小布施の北斎館へ富嶽36景展を見に行きました。北斎は、36では描きたりず100景を描いて3冊の本にして出版していることも、展示で知りました。初めて36景全てを見ましたが、その構図たるや日本画、浮世絵の範疇ではなく、今の絵画に通ずるように思われました。また、観察が細かく、36景に描かれた江戸時代の庶民の暮らしとのテーマで、民俗の論文が書けそうな気がしました。モースの「日本その日その日」を今読んでますが、そこにでてくる暮らしぶりが絵でわかる気がしました。みんな重いものを軽々と背負ったり、褌だけで働いたり、野山に弁当持って出かけて景色を楽しんだりしています。
北斎は80過ぎて小布施に来て、多くの作品を残しています。小布施の豪商、高井鴻山がパトロンとなって創作活動を支えたのです。80になって江戸と行き来をした北斎はただものではありません。90歳ころ江戸で亡くなったのですが、死ぬまで創作意欲が絶えることはなく、絵は進化し続け、あと10年か20年あれば自分の画業も大成できるのにといったそうですから、これもすごい。江戸末期の平均寿命はおそらく60歳程度だったでしょうから、80で小布施出での画業は超高齢者のなせる技なのに、作品は龍や鳳凰ほとばしる波などエネルギーに満ちています。 自分もこれから一仕事どころか二も三もやらねばならないと、エネルギーをもらいました。
それ以上に気になったのは、高井鴻山という人です。学問芸術に通じた豪商にして北斎のパトロン。写真は彼の書斎と北斎のために作ったアトリエです。

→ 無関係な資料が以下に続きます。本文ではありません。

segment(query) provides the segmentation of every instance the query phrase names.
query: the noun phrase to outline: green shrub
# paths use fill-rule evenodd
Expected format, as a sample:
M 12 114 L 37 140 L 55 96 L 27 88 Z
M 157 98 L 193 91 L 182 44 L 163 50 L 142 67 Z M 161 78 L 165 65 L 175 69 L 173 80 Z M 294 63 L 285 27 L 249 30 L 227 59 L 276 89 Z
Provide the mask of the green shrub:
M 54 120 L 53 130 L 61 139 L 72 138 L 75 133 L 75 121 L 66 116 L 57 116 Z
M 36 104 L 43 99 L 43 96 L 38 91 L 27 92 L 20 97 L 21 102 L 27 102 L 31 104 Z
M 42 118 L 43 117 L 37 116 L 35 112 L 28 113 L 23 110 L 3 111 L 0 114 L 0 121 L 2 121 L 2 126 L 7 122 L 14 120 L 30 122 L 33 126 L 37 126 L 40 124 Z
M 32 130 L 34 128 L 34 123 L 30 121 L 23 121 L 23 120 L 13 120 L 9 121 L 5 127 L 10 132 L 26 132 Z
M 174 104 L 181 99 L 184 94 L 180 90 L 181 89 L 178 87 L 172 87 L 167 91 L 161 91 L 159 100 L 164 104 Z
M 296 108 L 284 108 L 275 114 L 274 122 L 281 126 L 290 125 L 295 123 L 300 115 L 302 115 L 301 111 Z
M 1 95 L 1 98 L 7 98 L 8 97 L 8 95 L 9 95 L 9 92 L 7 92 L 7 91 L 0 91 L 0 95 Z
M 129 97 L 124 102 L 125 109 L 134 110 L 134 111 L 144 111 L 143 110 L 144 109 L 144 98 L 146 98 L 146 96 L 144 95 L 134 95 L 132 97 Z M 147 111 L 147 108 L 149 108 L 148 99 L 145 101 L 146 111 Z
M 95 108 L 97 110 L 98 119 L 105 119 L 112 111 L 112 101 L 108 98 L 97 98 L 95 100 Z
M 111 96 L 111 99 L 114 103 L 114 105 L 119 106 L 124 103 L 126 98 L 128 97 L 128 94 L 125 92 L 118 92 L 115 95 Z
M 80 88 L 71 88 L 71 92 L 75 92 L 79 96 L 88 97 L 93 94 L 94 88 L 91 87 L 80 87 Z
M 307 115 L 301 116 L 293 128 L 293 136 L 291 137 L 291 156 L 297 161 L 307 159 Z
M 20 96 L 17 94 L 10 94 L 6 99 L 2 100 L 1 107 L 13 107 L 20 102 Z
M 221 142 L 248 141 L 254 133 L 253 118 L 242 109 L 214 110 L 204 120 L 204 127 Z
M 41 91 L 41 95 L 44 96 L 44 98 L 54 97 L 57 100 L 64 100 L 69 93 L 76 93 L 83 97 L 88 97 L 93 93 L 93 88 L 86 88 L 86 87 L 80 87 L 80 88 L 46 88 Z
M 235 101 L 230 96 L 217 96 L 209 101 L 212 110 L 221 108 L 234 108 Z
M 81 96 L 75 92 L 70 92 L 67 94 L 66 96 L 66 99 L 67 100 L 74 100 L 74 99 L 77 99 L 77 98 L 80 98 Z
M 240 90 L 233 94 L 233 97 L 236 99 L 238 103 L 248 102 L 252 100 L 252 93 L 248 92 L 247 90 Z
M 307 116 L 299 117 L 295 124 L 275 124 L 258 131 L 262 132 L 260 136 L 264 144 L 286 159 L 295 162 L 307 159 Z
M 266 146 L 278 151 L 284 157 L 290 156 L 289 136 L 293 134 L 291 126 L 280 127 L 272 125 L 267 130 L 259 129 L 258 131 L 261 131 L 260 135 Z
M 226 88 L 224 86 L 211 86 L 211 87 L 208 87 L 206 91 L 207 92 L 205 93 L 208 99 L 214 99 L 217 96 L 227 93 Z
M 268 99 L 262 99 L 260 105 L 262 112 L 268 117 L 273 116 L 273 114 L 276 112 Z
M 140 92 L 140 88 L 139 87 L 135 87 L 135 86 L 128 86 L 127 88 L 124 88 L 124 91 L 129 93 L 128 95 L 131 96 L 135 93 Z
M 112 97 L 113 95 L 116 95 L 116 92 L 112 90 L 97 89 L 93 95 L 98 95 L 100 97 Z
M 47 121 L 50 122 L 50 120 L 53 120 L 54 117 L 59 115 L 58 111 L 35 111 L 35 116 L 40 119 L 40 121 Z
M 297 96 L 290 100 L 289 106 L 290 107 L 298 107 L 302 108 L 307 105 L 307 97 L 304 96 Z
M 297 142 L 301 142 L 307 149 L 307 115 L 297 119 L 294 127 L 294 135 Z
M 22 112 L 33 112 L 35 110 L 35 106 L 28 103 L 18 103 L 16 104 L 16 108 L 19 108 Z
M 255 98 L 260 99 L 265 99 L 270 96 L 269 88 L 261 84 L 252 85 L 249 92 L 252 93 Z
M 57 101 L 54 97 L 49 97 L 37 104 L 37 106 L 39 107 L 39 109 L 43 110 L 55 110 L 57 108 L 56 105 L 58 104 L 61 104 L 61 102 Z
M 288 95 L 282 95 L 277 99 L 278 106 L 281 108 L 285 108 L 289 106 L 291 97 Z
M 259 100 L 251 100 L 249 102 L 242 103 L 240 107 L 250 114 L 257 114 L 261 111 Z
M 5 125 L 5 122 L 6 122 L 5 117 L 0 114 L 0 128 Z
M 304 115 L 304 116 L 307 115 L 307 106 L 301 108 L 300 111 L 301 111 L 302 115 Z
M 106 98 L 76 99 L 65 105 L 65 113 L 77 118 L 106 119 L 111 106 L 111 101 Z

彼の所へは幕末の志士も多く訪れたため、もしもの時のために抜け穴も用意してあったといいます。真中の縁側の隅にありました。もう一つ、屋内の押入れと見せかけたところにも二階から一階床下に通ずる抜け穴がありました。お上にたてつくことを、豪商としてはどう考えていたのでしょうか。正しいことをしていると思わなければ、とてもこんな細工はできません。武士に庶民はペコペコして頭が上がらなかったのではないようなのです。そして、どういうことなのか理解に苦しむのは、北斎に師事して後の高井鴻山は、妖怪の絵を得意と
したというのです。ゲゲゲの鬼太郎を思わせる左の絵は、知り合いの子どもの誕生祝いにあげたものだそうです。これをもらった側は、どうおもったのでしょうか。解説では、彼は老荘思想に通じ、全ての自然に命があると感じてそれを妖怪の形で表現したとありますが、納得できる説明ではないように思います。商売にはからきし不熱心で、学問と放蕩につぎ込み、破産してしまう高井鴻山という人物にも興味をひかれます。誰か北斎と高井鴻山とを小説にしたら面白いだろうと思います。